We took Tabitha and Whitney with us.
Today we went to visit friends, one of whom is in the advanced stages of Motor Neurone Disease. I was very pleased to see that he was not as ill looking as I expected.
I had a brief talk with his wife about how most people have abandoned them. She was especially unsettled and confused that the people from church were the first to abandon them.
My response was that people are afraid and they especially fear what is happening to this couple and that their spiritual beliefs did not make them immune, particularly when those beliefs have not involved personal inner change. Meaning they talk the talk but cannot walk the walk.
Terribly sad but my two friends are growing daily thru this. I am not one of those that think this was their destinty, that this was meant to be. No. We have bodies and as such are frail and what happens, happens. It is what we choose to do with what happens and how we learn from it that counts. I do not bleieve they are learning lessons 'prescribed for them in some cosmic plan'. Not at all. I think those beliefs, along with 'it's God's Will' are borne of fear not rational thinking. I wonder if they ever stop to think about the sort of God that would cause such pain and suffering. I don't believe such a God exists.
Now to the title of this entry: WTF? Last night I had a night terror. Not had one for ages. I was almost out of bed, screaming but still asleep. John soothed me awake. I didn't recall it until later today when I asked him if this had happened. It had. I do not recall the events of the dream either, I just know I was terrified.
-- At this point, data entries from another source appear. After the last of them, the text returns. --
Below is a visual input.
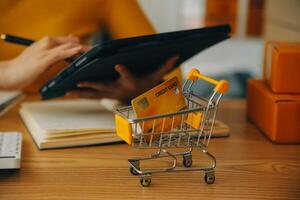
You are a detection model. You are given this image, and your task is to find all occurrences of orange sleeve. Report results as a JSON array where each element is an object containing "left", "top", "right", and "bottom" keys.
[{"left": 103, "top": 0, "right": 155, "bottom": 38}]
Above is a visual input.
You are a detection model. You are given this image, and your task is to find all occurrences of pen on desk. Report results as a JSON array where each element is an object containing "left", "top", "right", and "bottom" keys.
[
  {"left": 1, "top": 34, "right": 77, "bottom": 63},
  {"left": 1, "top": 34, "right": 34, "bottom": 46}
]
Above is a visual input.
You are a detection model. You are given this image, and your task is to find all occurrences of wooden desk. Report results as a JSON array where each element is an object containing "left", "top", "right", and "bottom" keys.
[{"left": 0, "top": 97, "right": 299, "bottom": 200}]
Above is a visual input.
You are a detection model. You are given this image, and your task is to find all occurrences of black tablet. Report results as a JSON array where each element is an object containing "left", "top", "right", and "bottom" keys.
[{"left": 40, "top": 24, "right": 231, "bottom": 100}]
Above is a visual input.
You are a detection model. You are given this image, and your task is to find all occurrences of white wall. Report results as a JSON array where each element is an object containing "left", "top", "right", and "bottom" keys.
[{"left": 138, "top": 0, "right": 206, "bottom": 32}]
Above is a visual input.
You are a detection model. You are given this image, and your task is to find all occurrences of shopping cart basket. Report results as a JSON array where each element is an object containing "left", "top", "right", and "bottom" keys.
[{"left": 115, "top": 68, "right": 229, "bottom": 187}]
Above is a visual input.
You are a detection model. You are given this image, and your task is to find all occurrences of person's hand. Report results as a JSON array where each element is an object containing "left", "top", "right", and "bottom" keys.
[
  {"left": 1, "top": 36, "right": 88, "bottom": 89},
  {"left": 67, "top": 56, "right": 179, "bottom": 104}
]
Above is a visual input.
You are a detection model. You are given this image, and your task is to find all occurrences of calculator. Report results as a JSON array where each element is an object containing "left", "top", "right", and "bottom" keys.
[{"left": 0, "top": 132, "right": 22, "bottom": 169}]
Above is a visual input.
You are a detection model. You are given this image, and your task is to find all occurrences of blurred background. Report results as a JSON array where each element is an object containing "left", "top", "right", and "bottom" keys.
[{"left": 135, "top": 0, "right": 300, "bottom": 98}]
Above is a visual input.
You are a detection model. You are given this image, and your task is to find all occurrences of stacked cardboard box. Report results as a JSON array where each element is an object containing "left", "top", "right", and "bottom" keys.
[{"left": 247, "top": 41, "right": 300, "bottom": 143}]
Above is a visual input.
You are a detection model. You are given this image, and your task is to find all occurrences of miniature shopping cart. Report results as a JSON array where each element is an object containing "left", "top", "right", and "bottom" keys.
[{"left": 115, "top": 68, "right": 229, "bottom": 187}]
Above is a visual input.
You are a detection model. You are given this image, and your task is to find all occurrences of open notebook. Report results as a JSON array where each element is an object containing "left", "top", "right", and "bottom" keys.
[{"left": 19, "top": 100, "right": 122, "bottom": 149}]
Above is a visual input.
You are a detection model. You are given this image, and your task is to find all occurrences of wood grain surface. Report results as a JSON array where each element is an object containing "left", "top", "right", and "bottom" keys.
[{"left": 0, "top": 96, "right": 299, "bottom": 200}]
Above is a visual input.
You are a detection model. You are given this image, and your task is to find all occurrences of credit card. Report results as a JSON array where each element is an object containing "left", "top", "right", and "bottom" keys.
[{"left": 131, "top": 77, "right": 186, "bottom": 139}]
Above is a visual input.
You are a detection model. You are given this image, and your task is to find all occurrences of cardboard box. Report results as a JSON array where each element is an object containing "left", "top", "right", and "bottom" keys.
[
  {"left": 247, "top": 80, "right": 300, "bottom": 143},
  {"left": 263, "top": 41, "right": 300, "bottom": 93}
]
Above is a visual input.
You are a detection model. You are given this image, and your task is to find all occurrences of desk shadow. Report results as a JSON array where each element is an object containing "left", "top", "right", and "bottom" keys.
[{"left": 0, "top": 169, "right": 21, "bottom": 180}]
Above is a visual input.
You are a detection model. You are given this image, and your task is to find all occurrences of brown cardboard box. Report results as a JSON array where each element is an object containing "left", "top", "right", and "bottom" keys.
[
  {"left": 263, "top": 41, "right": 300, "bottom": 94},
  {"left": 247, "top": 80, "right": 300, "bottom": 143}
]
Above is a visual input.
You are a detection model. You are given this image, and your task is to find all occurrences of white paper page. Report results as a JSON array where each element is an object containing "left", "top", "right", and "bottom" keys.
[
  {"left": 0, "top": 90, "right": 22, "bottom": 105},
  {"left": 0, "top": 90, "right": 23, "bottom": 116},
  {"left": 21, "top": 100, "right": 115, "bottom": 132}
]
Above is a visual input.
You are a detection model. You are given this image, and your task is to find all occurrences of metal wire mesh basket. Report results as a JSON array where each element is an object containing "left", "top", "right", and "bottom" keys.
[{"left": 115, "top": 68, "right": 229, "bottom": 187}]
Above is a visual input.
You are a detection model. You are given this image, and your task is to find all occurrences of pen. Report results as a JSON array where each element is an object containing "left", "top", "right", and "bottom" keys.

With the lack of good sleep recently, the not so smooth mood, and now this, I am wondering if anything is bubbling up in me. I truly hope not. Surely I emptied it all out already? Perhaps it's just what I wrote about the other day - life is very good and I am not used to that and it makes me fearful. Just did a google search and it said this: In addition to night terrors, some adult night terror sufferers have many of the characteristics of abused and depressed individuals including inhibition of aggression, self-directed anger, passivity, anxiety, impaired memory,, and the ability to ignore pain..
Well, I am not depressed, nor am I passive any longer. My memory is crap and I survive by ignoring pain!
The second WTF? is that my hands have decided to pack up. They hurt liek hell, I have taken a full does of drugs, and have had to stop knititng. I only do that when I truly just can't keep going.Typing invloves different movements and different pains.
This blog has turned out to be much much more than I ever would have thought and I am sure iut is stillmore than I can think of. When I started it, I didn';t really know what it was for other than to show off my dogs and knititng. then i strarted to write aboutmy history and my daily happeneigs. this had many effects. It gave me the oulet i needed to tell my story. To be heard. to have witnesses. It helped others in the process. It also serves as a record for me to see my progress on an emtional/ spiritual level and as a record of my physical health. The latter being quite important as I tend ot minimize and forget too. Having it written here helps me see the progression of it and helps me know what to tell my dr.